１本発明方法 1 Method of the present invention

Claims

This is a method (1) for repairing a partial sound of one acoustic signal at the time of harmonic analysis. The acoustic signal is divided into time frames by the harmonic analysis, and the time / time applied to the time frame The short-term continuous spectrum provided by the frequency analysis is displayed in the sample frequency frame, which further extracts the spectral peaks in the frequency frame and combines them over time. The method of repairing the partial sound between the peak _Pi and the peak _{Pi + N} whose frequency and phase are known is to form a partial sound by the following procedure:

A method characterized by comprising:

The method (1) for repairing a partial sound of an acoustic signal according to claim 1, which is performed in step (1).

The method (1) for repairing a partial sound of an acoustic signal according to claim 1 or 2.

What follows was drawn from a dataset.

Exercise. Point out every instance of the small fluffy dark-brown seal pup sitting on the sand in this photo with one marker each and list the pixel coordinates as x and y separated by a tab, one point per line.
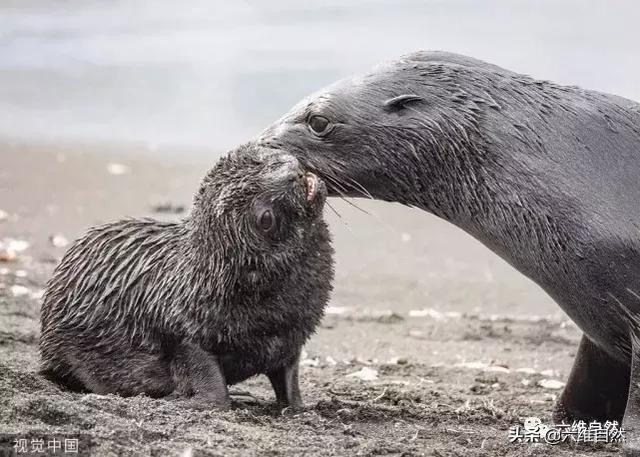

The method further includes
The calculation of the respective amplitudes of the missing peaks P _{i + 1} to P _{i + N−1} of this partial sound is performed by linear prediction between the amplitudes A of the known peaks P _i and P _{i + N} , The method (1) for repairing a partial sound of an acoustic signal according to any one of claims 1 to 6.

The method further includes
7. The method according to any one of claims 1 to 6, further comprising the step of calculating the amplitudes of the missing peaks P _{i + 1} to P _{i + N-1} of the partial sound by linear prediction of the past. Method for repairing partial sound of acoustic signal (1).

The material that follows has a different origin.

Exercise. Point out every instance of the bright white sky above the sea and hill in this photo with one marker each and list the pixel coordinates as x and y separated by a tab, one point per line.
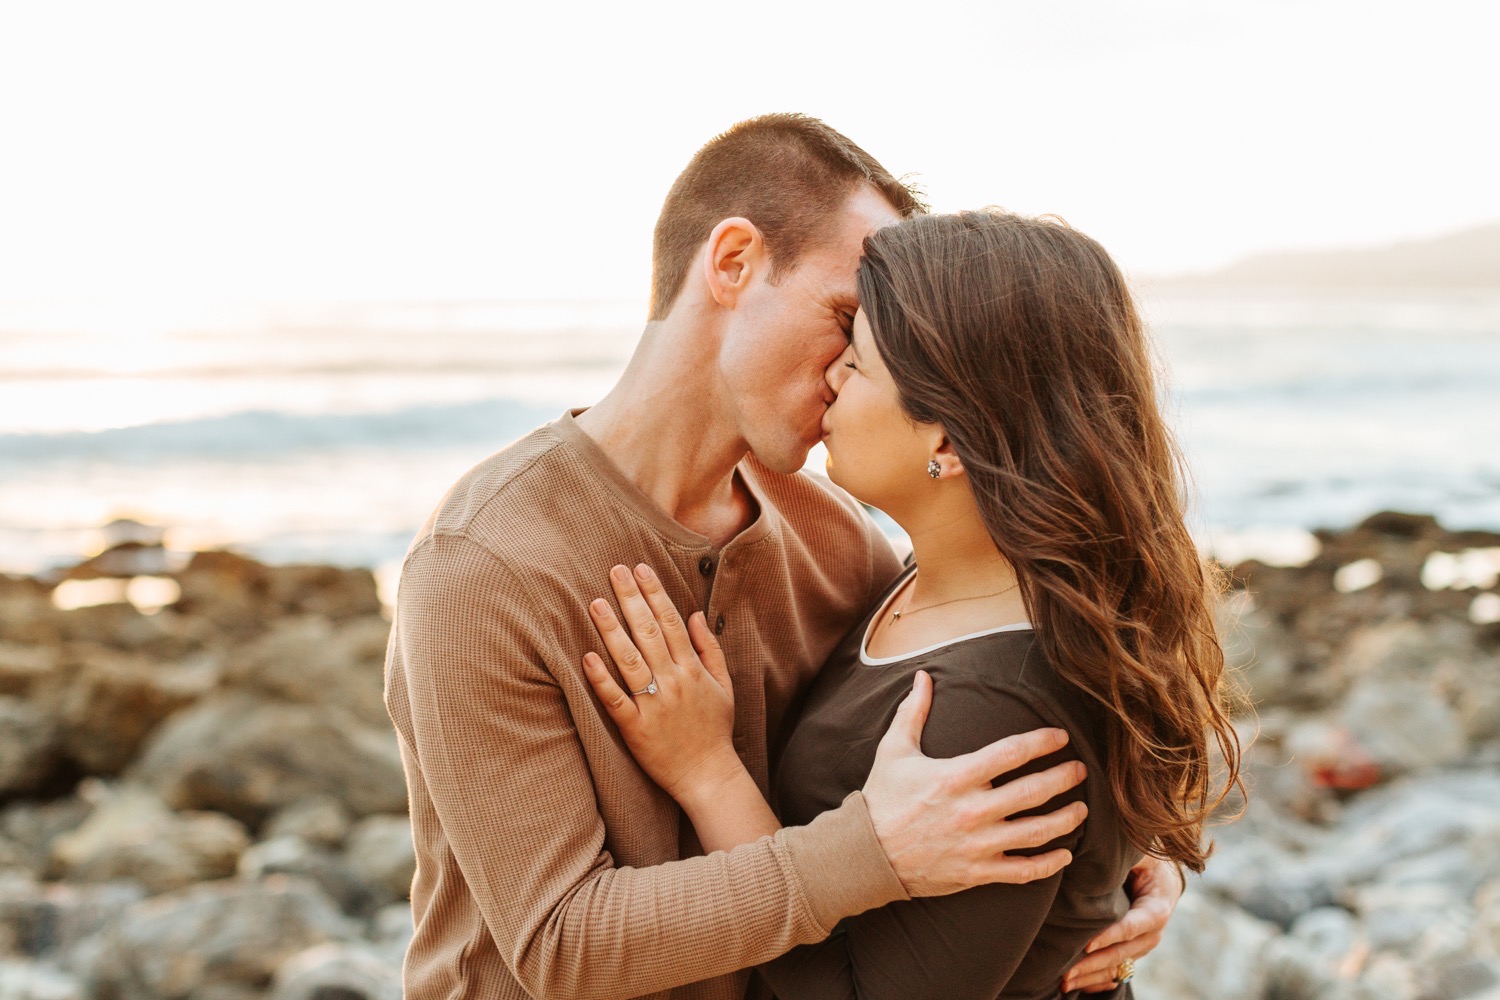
367	151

The method further includes
7. The method according to any one of claims 1 to 6, further comprising a step of calculating each amplitude of the missing peaks P _{i + 1} to P _{i + N-1} of the partial sound by linear prediction of the future. Method for repairing partial sound of acoustic signal (1).

The method further includes
The calculation of the amplitudes of the missing peaks P _{i + 1} to P _{i + N-1} of the partial sound is performed by linear prediction for the past and linear prediction for the future. A method (1) for repairing a partial sound of an acoustic signal according to any one of the above.

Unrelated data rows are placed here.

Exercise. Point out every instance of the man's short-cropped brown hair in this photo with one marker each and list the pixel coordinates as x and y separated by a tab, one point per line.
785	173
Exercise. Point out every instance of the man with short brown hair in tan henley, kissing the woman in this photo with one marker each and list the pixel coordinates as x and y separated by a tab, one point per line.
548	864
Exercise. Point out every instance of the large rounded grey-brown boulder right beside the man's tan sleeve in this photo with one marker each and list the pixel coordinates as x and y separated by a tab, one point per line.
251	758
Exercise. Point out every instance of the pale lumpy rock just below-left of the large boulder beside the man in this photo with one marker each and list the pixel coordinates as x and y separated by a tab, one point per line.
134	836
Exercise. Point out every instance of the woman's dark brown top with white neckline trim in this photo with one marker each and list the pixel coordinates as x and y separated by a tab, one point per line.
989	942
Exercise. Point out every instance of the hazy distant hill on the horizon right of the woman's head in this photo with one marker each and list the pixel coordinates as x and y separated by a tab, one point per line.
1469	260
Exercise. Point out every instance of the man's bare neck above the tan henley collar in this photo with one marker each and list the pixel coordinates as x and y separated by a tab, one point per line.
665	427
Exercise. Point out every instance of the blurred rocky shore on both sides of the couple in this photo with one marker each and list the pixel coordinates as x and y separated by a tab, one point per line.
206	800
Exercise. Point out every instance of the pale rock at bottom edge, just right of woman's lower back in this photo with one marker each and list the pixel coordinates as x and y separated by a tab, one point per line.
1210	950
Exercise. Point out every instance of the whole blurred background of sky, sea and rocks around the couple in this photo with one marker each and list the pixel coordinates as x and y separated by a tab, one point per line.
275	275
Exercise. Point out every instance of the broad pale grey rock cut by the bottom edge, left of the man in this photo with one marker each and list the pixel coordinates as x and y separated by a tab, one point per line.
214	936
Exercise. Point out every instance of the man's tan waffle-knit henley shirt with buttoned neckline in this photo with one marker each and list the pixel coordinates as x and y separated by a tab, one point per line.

The phase correction consists in evenly distributing the phase error errφ calculated at the time point i + N among all the missing peaks from P _{i +} ₁ to P _{i + N−1} of the partial sound. A method (1) for repairing a partial sound of an acoustic signal according to any one of the above.

The corrected phase is:

The method (1) for repairing a partial sound of an acoustic signal according to claim 11, which is determined by:

The phase error errφ is a system of the following formula:

The method for repairing a partial sound of an acoustic signal according to claim 12, which is determined by:

An apparatus for synthesizing an acoustic signal for executing the method according to any one of claims 1 to 13,

A device characterized by comprising.

15. A computer program product that can be directly installed in an internal memory of a device or a group of devices according to claim 14, and when the program is executed by the device or the group of devices, the computer program product according to any one of claims 1 to 13 A computer program product comprising several parts of software code for performing the procedure of method (1).

15. A medium in which a computer program product that can be used inside the device or the device group according to claim 14 and can be directly mounted in an internal memory of the device or the device group is installed, and the program is the device or the device group. A medium comprising several parts of software code for performing the procedure of the method (1) according to any one of claims 1 to 13, when executed on a group of devices.